Lam Cheuk-ting, 47, who received the heaviest punishment among the seven defendants at Thursday’s District Court hearing, is already serving a sentence of six years and nine months for subversion for his role in an unauthorised “primary” election in 2020.
An appeal against that conviction is pending, but should it fail, Lam would serve nine years and seven months.

Six other men who stood trial with Lam were handed sentences ranging from two years and one month to two years and seven months.
The seven were convicted last December of taking part in the riot at Yuen Long MTR station on the night of July 21, 2019. Another group of about 100 white-clad rioters, whom Lam and others confronted inside the station’s turnstile gates, instigated another riot, and more than 10 people have since been convicted.

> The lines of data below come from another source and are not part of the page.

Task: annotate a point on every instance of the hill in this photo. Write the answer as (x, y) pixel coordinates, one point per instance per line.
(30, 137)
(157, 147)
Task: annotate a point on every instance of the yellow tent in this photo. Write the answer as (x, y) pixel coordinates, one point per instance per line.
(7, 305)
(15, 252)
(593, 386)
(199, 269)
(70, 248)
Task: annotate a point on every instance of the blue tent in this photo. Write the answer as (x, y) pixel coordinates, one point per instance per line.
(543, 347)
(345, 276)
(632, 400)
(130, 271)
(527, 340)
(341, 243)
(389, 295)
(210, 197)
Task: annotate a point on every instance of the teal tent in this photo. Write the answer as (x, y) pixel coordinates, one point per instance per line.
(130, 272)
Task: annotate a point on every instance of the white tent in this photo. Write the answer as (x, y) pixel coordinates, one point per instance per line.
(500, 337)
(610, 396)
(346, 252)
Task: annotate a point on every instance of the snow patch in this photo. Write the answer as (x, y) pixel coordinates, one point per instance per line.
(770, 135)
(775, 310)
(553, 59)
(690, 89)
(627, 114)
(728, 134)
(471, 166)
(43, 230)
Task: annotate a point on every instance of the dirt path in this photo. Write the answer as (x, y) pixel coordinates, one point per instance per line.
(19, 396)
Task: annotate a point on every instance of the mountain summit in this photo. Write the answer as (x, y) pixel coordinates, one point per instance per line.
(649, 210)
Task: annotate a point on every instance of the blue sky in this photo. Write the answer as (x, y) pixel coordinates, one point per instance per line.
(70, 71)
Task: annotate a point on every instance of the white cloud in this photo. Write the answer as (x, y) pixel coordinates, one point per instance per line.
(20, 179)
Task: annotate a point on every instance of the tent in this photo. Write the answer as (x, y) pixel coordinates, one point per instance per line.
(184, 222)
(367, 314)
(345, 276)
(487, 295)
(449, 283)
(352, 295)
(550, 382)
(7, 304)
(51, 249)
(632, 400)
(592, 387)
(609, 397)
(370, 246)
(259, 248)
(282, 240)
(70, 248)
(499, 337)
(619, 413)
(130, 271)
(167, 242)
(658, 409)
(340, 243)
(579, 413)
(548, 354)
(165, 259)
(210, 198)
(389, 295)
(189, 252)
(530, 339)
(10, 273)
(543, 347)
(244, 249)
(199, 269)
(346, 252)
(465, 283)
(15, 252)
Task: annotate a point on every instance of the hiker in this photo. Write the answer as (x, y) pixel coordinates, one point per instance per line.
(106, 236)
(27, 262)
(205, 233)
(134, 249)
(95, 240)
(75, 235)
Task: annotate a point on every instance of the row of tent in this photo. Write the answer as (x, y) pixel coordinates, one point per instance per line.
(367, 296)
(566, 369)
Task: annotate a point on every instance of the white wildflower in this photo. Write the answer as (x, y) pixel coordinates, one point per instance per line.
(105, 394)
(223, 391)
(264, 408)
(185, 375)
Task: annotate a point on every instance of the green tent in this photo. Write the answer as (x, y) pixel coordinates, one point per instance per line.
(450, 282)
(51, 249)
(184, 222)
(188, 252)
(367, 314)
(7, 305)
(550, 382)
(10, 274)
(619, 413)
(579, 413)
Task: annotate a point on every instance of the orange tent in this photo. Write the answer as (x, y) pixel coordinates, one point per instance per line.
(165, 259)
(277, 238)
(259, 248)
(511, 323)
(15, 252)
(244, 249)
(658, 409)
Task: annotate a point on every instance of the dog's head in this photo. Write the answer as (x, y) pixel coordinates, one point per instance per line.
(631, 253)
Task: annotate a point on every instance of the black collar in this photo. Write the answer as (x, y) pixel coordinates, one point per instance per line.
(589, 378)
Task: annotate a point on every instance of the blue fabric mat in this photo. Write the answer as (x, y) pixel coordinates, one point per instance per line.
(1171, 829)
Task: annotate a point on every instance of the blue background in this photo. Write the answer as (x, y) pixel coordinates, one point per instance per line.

District Judge Stanley Chan Kwong-chi earlier said Lam and other participants provoking some of the white-shirted group. In video evidence, some participants were seen throwing water bottles at the men in white or drenching them with a fire hosepipe.
Chan ruled that Lam had stirred up emotions at the scene as he labelled the white-shirted men, who were seen holding placards saying “Protect the homeland”, as gangsters.
“He was a member of the Legislative Council who enjoyed certain political fame in society,” the judge said. “He came in person to the Yuen Long station and made the confrontation even worse.”